We simply don’t know how much gas is leaking in production and transmission in Australia, but where the source is coal seam gas it would be presumed to be on the high side.
Meanwhile the ACCC report on electricity pricing has hit the deck this morning. One of ACCC chair Rod Sims obsessions has been with the market power of the big ‘gentailers’ – EnergyAustralia, AGL and Origin – which have a significant presence in both generation and retailing. The early reports in The Guardian and at The Conversation include:
- The report found there was a case for government funding to support long-term contracts for large commercial and industrial users to bring on new dispatchable generation from players currently without a large market share.
Resources and Northern Australia minister Matt Canavan seized on that, arguing that the recommendation “the government underwrite baseload power investments” had “vindicated” Nationals’ calls for baseload power such as coal.
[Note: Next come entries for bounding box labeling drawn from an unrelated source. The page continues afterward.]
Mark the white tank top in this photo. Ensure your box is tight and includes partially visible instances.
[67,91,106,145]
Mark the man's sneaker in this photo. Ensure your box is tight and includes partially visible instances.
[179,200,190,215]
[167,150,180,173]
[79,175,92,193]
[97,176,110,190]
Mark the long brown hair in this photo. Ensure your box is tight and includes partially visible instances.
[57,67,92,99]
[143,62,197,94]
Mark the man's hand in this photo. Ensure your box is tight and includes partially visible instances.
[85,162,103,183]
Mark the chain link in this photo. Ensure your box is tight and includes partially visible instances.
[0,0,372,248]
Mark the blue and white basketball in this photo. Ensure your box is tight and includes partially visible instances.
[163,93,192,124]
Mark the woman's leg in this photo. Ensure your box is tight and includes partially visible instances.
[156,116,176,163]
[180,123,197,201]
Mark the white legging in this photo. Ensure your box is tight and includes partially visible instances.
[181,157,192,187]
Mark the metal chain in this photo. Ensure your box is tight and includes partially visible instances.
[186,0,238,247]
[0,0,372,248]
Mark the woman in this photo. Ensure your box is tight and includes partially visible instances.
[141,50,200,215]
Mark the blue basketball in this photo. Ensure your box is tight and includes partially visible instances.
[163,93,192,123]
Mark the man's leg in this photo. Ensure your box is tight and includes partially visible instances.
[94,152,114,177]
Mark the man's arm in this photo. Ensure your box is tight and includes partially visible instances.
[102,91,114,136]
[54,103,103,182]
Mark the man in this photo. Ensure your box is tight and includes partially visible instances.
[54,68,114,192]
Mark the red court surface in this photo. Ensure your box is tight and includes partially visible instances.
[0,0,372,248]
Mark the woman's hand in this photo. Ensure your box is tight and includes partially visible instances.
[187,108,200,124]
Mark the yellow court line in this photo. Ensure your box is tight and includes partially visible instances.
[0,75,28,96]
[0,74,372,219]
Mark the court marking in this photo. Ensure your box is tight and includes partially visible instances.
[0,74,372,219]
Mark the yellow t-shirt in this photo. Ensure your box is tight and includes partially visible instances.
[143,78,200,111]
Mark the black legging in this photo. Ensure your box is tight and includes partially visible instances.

This triggers alarm bells. The ACCC report may be used an excuse government intervention to subsidize coal.
I find that experts in the electricity market often do not have the skills to assess the profitability of companies. Sims has been complaining of gentailers of ripping off consumers by selling electricity to themselves. In the case of EA, the reason Catherine Tanna was brought in to revamp the company’s Australian arm, ie EnergyAustralia, was that the profitability performance was so poor the Hong Kong owners (Hong Kong-listed CLP Group) could not mount a public offering of part of the company on the Australian share market. Their plan was to do so in order to return capital to the parent entity.
From their perspective, the ACCC report would seem to constitute a new element of sovereign risk.